Ah, Konami. Tra un glorioso passato nell’olimpo dei videogiochi e un presente incerto segnato da gioco d’azzardo e remake improvvisi, in mezzo metterei questo strabiliante attrezzo: il Laser Scope.
Oggi la cuffia mono con microfono è uno dei simboli del gaming, rimando immediato alla cultura dell’online; un tempo poteva invece apparire come un oggetto futuristico, oppure far pensare ai call center. Konami decise di crearne una per NES, e come se già la comunicazione vocale via console non fosse già abbastanza per i tempi, aggiunse una lente con mirino laser. Appare chiaro: il Laser Scope era un casco di guerra videoludica. E dico così perché la funzione comunicativa non sembrava rilevante nell’idea dell’azienda nipponica.
Se infatti la cuffia veniva impiegata per riprodurre l’audio del Nintendo, il microfono aveva un solo compito, vale a dire quello di dare l’input per sparare. Proprio così: dite «Fire!», e il vostro alter ego sparerà nel gioco. Credo sia necessario prenderci un attimo per commentare la cosa.
Sull’esterno della confezione, un’illustrazione vantava il grande vantaggio del prodotto: una mamma statunitense felice di poter finalmente chiacchierare al telefono in pace, privata del disturbo di quell’audio insopportabile proveniente dal televisore. Ok, ma meglio qualche suono 8-bit o la voce di tuo figlio che urla Fire! Fire! Fire! Fire! dall’altra stanza come un giovane dittatore? Se poi si prova a guardare all’attività offerta dal punto di vista trasversale della pedagogia ludica, non mi sembra potesse uscirne nulla di buono.
Il Laser Scope venne pubblicato a supporto dello sparatutto Laser Invasion/Gun Sight del 1991 (sempre a opera di Konami), ma funzionava anche sui titoli compatibili col NES Zapper. Nei digital store è reperibile a partire da €60-70 circa, e nel resto della rete abbondano i video dedicati.
Gli approfondimenti per questo articolo hanno inaspettatamente assunto tinte tricolori in più momenti, ergo concludo con un altro pezzo di alta classe congegnato in Italia, che se penso a ciò di cui è capace questo popolo un po’ mi gaso e un po’ mi spavento.
Il Kinect è ancora oggi ai miei occhi un oggetto ambiguo, avveniristico e risibile insieme, ma non posso negare che abbia lasciato un suo segno nell’industria e nell’immaginario del settore, almeno nella memoria dei suoi possessori (che poi, al pari di Playstation Move, sia il tentativo scarsissimo nei risultati di Microsoft e Sony di emulare le meccaniche della Wii, quello è un altro discorso).
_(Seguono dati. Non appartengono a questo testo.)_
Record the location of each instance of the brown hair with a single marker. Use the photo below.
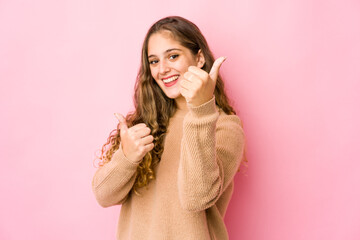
(152, 106)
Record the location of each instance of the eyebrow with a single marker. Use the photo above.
(169, 50)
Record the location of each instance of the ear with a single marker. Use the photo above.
(200, 59)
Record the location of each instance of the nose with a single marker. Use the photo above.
(164, 67)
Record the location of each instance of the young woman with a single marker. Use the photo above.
(171, 163)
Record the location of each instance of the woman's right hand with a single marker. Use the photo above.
(136, 141)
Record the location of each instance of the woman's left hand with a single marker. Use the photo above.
(198, 86)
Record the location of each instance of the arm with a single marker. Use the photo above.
(211, 151)
(112, 182)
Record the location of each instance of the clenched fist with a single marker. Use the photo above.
(136, 141)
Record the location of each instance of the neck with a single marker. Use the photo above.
(181, 103)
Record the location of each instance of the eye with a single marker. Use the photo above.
(152, 62)
(174, 56)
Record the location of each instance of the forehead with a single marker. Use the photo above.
(161, 41)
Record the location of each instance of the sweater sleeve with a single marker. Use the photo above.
(211, 150)
(112, 182)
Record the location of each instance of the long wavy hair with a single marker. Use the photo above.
(152, 106)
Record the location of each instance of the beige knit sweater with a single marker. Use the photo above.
(193, 185)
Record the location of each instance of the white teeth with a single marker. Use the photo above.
(170, 79)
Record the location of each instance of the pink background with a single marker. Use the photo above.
(293, 72)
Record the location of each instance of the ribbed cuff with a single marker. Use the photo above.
(204, 109)
(120, 157)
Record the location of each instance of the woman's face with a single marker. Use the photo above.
(169, 61)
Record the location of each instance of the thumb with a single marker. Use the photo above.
(123, 125)
(214, 72)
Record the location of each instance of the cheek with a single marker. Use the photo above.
(153, 72)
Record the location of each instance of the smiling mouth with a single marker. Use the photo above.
(170, 79)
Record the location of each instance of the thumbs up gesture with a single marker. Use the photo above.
(198, 86)
(136, 141)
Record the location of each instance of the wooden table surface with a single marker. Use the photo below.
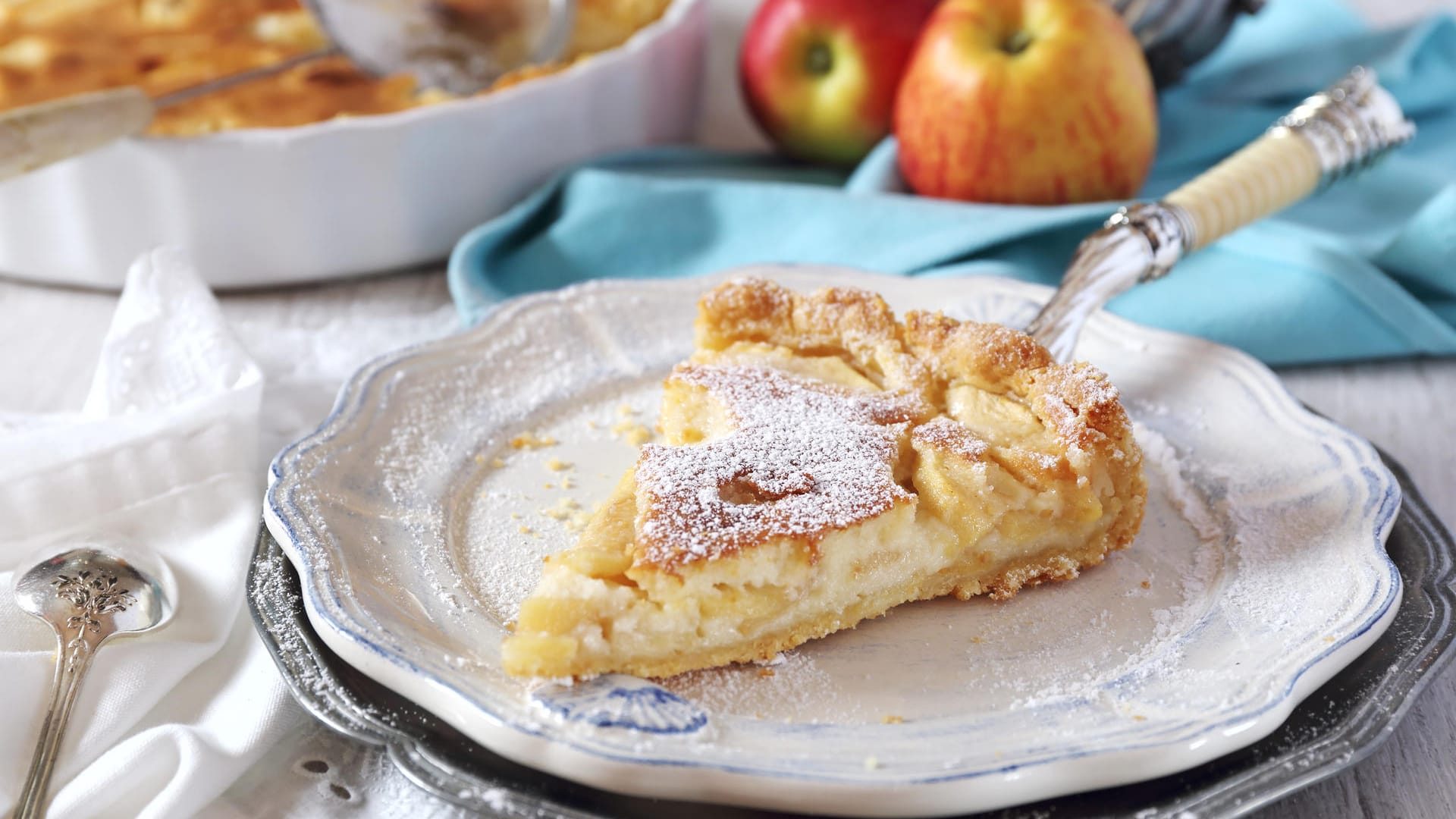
(50, 337)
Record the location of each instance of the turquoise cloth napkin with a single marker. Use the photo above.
(1365, 270)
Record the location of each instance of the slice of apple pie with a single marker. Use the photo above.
(823, 464)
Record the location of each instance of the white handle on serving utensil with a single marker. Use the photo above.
(38, 134)
(1329, 136)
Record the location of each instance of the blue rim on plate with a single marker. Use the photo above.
(351, 630)
(1334, 729)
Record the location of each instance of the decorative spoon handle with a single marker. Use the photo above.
(1329, 136)
(50, 131)
(72, 661)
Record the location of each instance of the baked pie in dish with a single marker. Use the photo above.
(52, 49)
(824, 463)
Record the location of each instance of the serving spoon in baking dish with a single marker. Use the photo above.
(455, 46)
(1329, 136)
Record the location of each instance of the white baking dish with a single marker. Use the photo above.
(273, 206)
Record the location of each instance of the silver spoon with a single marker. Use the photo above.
(455, 46)
(1329, 136)
(86, 596)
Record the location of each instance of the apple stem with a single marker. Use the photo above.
(819, 58)
(1017, 42)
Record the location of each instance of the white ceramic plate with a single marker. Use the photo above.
(1258, 573)
(267, 206)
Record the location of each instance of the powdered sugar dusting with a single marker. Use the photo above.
(949, 436)
(805, 460)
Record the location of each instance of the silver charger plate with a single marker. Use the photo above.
(1334, 729)
(1260, 573)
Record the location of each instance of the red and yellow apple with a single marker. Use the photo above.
(1027, 102)
(820, 76)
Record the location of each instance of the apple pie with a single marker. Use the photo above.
(824, 463)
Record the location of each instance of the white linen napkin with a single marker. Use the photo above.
(165, 452)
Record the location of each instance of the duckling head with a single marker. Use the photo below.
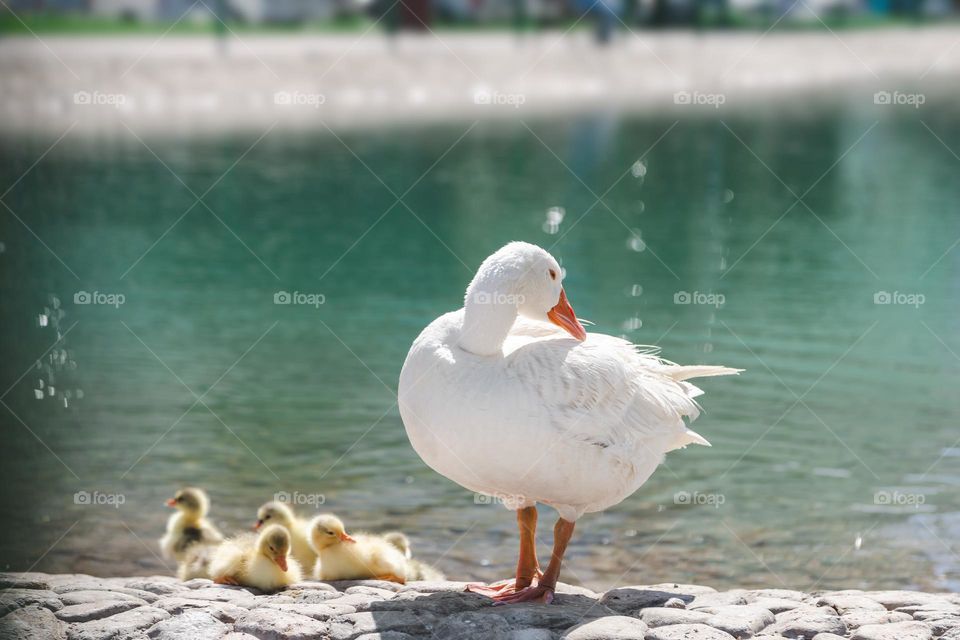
(274, 513)
(326, 530)
(274, 542)
(191, 501)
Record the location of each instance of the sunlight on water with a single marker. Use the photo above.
(825, 466)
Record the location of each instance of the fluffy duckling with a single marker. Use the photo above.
(189, 525)
(196, 562)
(344, 557)
(416, 570)
(261, 561)
(279, 513)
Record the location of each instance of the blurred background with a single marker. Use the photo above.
(223, 223)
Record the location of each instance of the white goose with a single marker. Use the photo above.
(498, 398)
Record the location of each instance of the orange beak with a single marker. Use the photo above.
(563, 316)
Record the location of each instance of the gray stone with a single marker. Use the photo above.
(931, 610)
(807, 621)
(95, 610)
(378, 592)
(386, 635)
(238, 597)
(88, 597)
(530, 634)
(687, 632)
(843, 603)
(776, 605)
(311, 596)
(440, 602)
(344, 585)
(159, 585)
(896, 599)
(662, 616)
(223, 611)
(198, 583)
(30, 623)
(631, 599)
(741, 621)
(434, 587)
(786, 594)
(312, 586)
(474, 625)
(856, 619)
(354, 624)
(535, 614)
(12, 599)
(359, 601)
(270, 624)
(894, 631)
(191, 625)
(720, 599)
(23, 581)
(608, 628)
(321, 611)
(123, 626)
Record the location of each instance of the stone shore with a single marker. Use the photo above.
(81, 607)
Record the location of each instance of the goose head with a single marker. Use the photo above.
(274, 513)
(274, 543)
(190, 501)
(327, 530)
(519, 279)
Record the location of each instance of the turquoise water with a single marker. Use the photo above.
(854, 483)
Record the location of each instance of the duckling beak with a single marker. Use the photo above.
(563, 316)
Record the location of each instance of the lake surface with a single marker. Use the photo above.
(835, 458)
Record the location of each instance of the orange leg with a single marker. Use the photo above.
(543, 590)
(528, 569)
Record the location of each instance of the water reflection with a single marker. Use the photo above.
(844, 398)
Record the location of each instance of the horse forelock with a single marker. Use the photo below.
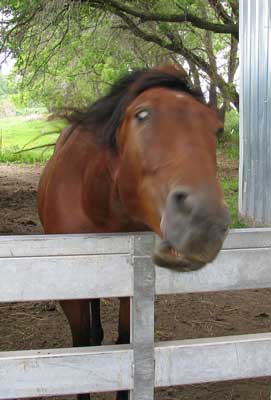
(103, 118)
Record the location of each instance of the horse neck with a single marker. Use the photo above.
(101, 198)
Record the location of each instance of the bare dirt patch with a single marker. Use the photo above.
(43, 325)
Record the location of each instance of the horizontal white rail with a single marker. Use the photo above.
(65, 277)
(212, 359)
(61, 245)
(232, 270)
(93, 276)
(109, 368)
(26, 374)
(80, 244)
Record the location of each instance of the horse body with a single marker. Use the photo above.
(141, 158)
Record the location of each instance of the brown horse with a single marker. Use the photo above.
(141, 158)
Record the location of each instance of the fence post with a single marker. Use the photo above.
(143, 325)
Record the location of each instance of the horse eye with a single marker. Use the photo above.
(219, 132)
(142, 115)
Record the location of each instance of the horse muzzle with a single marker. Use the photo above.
(194, 226)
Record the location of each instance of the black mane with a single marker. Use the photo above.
(103, 117)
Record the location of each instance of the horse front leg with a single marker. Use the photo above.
(124, 334)
(77, 313)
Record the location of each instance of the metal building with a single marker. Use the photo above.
(255, 110)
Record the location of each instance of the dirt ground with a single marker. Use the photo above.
(43, 325)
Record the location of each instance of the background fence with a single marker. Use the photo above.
(91, 266)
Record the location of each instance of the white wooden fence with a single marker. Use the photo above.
(91, 266)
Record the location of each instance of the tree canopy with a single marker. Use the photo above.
(69, 51)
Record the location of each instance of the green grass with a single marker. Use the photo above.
(18, 133)
(230, 187)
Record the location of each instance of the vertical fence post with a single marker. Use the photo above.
(143, 325)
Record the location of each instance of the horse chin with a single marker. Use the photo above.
(166, 256)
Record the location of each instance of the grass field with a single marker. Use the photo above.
(22, 132)
(18, 133)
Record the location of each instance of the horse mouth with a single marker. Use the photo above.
(168, 257)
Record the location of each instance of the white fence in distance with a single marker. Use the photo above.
(90, 266)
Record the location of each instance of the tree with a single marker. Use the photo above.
(51, 37)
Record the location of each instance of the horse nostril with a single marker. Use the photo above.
(178, 199)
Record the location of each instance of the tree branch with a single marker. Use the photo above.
(185, 17)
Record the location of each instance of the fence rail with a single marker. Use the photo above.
(89, 266)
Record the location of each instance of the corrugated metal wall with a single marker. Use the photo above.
(255, 110)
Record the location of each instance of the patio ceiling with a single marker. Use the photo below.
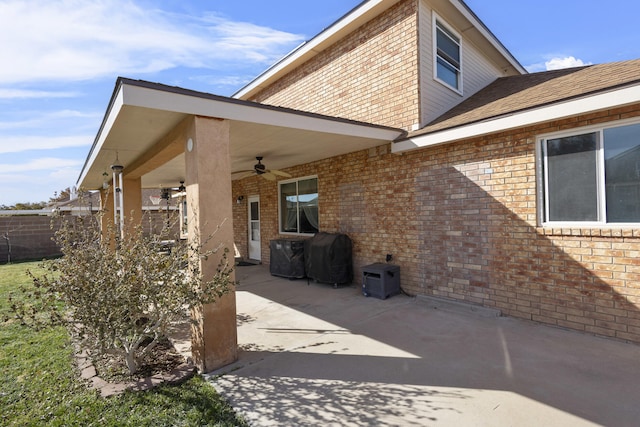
(141, 114)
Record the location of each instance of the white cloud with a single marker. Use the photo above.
(78, 40)
(48, 120)
(54, 164)
(566, 62)
(17, 144)
(557, 63)
(31, 94)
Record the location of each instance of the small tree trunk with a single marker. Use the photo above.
(130, 359)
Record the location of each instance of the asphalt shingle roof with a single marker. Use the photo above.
(514, 94)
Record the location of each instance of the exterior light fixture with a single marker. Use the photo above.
(118, 197)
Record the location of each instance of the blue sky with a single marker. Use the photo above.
(60, 60)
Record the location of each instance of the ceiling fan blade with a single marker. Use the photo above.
(242, 174)
(279, 173)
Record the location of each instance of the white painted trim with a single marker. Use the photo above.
(435, 18)
(560, 110)
(183, 103)
(541, 178)
(112, 114)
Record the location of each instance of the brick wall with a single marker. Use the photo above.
(371, 75)
(460, 220)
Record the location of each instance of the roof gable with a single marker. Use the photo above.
(510, 96)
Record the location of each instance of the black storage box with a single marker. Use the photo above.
(287, 258)
(328, 258)
(380, 280)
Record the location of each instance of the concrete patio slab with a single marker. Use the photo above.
(315, 355)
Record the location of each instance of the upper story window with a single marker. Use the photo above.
(592, 177)
(448, 58)
(299, 205)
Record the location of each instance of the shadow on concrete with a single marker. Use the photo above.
(314, 354)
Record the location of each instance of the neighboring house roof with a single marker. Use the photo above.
(151, 200)
(527, 99)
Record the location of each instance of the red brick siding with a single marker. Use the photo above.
(371, 75)
(460, 220)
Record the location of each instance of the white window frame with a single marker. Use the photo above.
(289, 181)
(436, 22)
(542, 168)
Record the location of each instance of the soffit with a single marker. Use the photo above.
(141, 114)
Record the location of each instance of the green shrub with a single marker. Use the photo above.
(120, 297)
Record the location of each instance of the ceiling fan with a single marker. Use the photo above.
(261, 170)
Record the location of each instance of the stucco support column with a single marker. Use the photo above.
(209, 204)
(132, 192)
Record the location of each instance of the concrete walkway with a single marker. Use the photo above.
(312, 355)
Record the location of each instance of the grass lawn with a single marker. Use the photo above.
(40, 385)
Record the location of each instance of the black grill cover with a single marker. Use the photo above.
(328, 258)
(287, 258)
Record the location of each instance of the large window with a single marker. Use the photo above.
(592, 177)
(448, 62)
(299, 206)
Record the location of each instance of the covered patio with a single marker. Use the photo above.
(314, 355)
(158, 136)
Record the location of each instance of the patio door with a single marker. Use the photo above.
(254, 228)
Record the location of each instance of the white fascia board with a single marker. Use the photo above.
(603, 101)
(105, 129)
(233, 110)
(356, 18)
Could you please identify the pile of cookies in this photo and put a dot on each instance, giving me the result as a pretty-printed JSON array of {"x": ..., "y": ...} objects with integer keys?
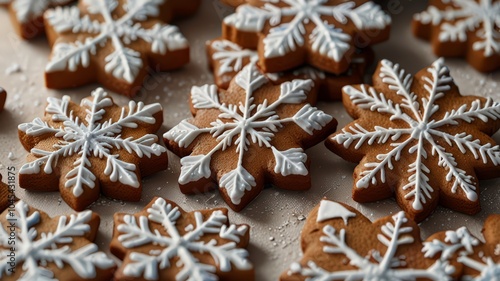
[{"x": 414, "y": 137}]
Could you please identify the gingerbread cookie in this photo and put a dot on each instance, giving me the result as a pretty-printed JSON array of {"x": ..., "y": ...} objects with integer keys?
[
  {"x": 7, "y": 195},
  {"x": 162, "y": 242},
  {"x": 252, "y": 134},
  {"x": 339, "y": 243},
  {"x": 3, "y": 98},
  {"x": 27, "y": 15},
  {"x": 34, "y": 246},
  {"x": 96, "y": 147},
  {"x": 420, "y": 139},
  {"x": 116, "y": 43},
  {"x": 463, "y": 28},
  {"x": 472, "y": 259},
  {"x": 227, "y": 58},
  {"x": 323, "y": 34}
]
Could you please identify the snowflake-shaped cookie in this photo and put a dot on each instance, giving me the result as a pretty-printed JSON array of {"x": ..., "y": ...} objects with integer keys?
[
  {"x": 163, "y": 242},
  {"x": 51, "y": 249},
  {"x": 252, "y": 134},
  {"x": 321, "y": 33},
  {"x": 27, "y": 15},
  {"x": 466, "y": 28},
  {"x": 227, "y": 59},
  {"x": 93, "y": 148},
  {"x": 420, "y": 139},
  {"x": 341, "y": 244},
  {"x": 114, "y": 42},
  {"x": 474, "y": 260}
]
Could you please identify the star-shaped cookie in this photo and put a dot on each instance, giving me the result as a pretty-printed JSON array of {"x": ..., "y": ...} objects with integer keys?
[
  {"x": 97, "y": 147},
  {"x": 27, "y": 15},
  {"x": 163, "y": 242},
  {"x": 252, "y": 134},
  {"x": 339, "y": 243},
  {"x": 114, "y": 42},
  {"x": 321, "y": 33},
  {"x": 227, "y": 58},
  {"x": 473, "y": 259},
  {"x": 419, "y": 139},
  {"x": 34, "y": 246},
  {"x": 463, "y": 28}
]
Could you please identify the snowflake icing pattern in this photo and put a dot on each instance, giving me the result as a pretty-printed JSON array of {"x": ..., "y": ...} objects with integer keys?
[
  {"x": 124, "y": 62},
  {"x": 375, "y": 266},
  {"x": 418, "y": 112},
  {"x": 327, "y": 39},
  {"x": 35, "y": 254},
  {"x": 136, "y": 232},
  {"x": 249, "y": 123},
  {"x": 93, "y": 137},
  {"x": 464, "y": 16},
  {"x": 463, "y": 243}
]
All’interno del celebre/famigerato titolo di lancio dell’accessorio, Kinect Adventures, una delle esperienze offerte era quella di un minigioco sul rafting. Ora, è già appagante agitarsi come dei tarantolati in salotto, ma volete mettere compiere la stessa azione dall’interno di un piccolo gommone da casa? Di questo si occupò Atomic Accessories, azienda comasca specializzata (si dice così, ma non ci giurerei) alla produzione appunto di supporti fisici al gaming. Almeno un tempo: le sue pagine online risultano tutte estremamente silenziose.
È letteralmente questo che fu la Game Boat: un’imbarcazione (realmente galleggiante, assicurano i creatori) dalla quale giocare al titolo edito da Xbox Game Studios. L’obbiettivo doveva probabilmente essere quello di amplificare l’immersione nell’avventura sullo schermo, in maniera non molto dissimile da un the floor is lava sulle strisce pedonali del centro, o come quando immaginiamo che la nostra vasca da bagno sia la piscina termale in Trentino nella quale vorremmo rifugiarci. Il risultato? Riassumo in poche parole la recensione di Kotaku: piccola, inutile, insospettabilmente puzzolente. Un naufragio, insomma.